CVSS (Common Vulnerability Scoring System)

The Common Vulnerability Scoring System (CVSS) is an open, vendor-neutral framework for rating the severity of software vulnerabilities on a numeric scale from 0.0 to 10.0. Maintained by FIRST (the Forum of Incident Response and Security Teams), it produces a single score plus a structured vector string that captures how a flaw can be exploited and what the impact would be. CVSS is the scoring language behind most CVE entries in databases like the NVD.

Why it matters

A scanner can surface hundreds of issues, but engineering time is finite. CVSS gives teams a consistent, defensible way to rank vulnerabilities so the worst ones get fixed first instead of whatever was found last. Because the scoring rules are public and reproducible, two people assessing the same flaw should land on a similar number — which makes CVSS useful for SLAs, compliance reporting, and cross-team prioritization. For practical guidance on turning scores into a remediation order, see how to prioritize vulnerabilities.

How it works

CVSS (currently v4.0, with v3.1 still widely used) builds a score from several metric groups:

• Base — intrinsic, unchanging traits: attack vector (network, adjacent, local, physical), attack complexity, privileges required, user interaction, and impact on confidentiality, integrity, and availability.
• Temporal / Threat — factors that shift over time, such as whether exploit code is publicly available.
• Environmental — adjustments for your specific deployment, e.g. an asset that holds no sensitive data.

Scores map to qualitative ratings: None (0.0), Low (0.1–3.9), Medium (4.0–6.9), High (7.0–8.9), and Critical (9.0–10.0). A key caveat: the Base score reflects worst-case impact in isolation, not the real risk to your environment.
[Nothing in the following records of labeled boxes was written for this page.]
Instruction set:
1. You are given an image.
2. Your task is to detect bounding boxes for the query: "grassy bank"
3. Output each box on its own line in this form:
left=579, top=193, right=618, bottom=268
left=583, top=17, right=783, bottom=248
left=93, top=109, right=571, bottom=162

Internet-facing exposure and exploit availability change the picture, which is why the Base number alone should never be your only input.

A concrete example

Consider a vector like CVSS:3.1/AV:N/AC:L/PR:N/UI:N/S:U/C:H/I:H/A:H. Decoded, this is a network-reachable flaw (AV:N) that is easy to exploit (AC:L), needs no privileges (PR:N) and no user interaction (UI:N), and fully compromises confidentiality, integrity, and availability. That combination yields a Base score of 9.8 (Critical) — the profile of a remotely exploitable, unauthenticated bug that warrants immediate patching.

How it shows up on your attack surface

On an external attack surface, the Base metric AV:N (network) is often the one that matters most: a vulnerability is far more dangerous when the affected service is reachable from the public internet. FortWatch's CVE scanner uses vulnerability scanning with Nuclei templates that carry CVSS data, so each detected CVE arrives with its score already attached. Rather than displaying a raw number in isolation, FortWatch maps CVSS-derived severity onto its own Critical/High/Medium/Low scale and weighs real exposure — an open port confirming the service is internet-facing, the absence of a CDN shielding it — before generating an issue and AI remediation steps. The result is prioritization grounded in your exposure, not just the textbook score. For the broader context of why public reachability changes risk, see what is external attack surface management.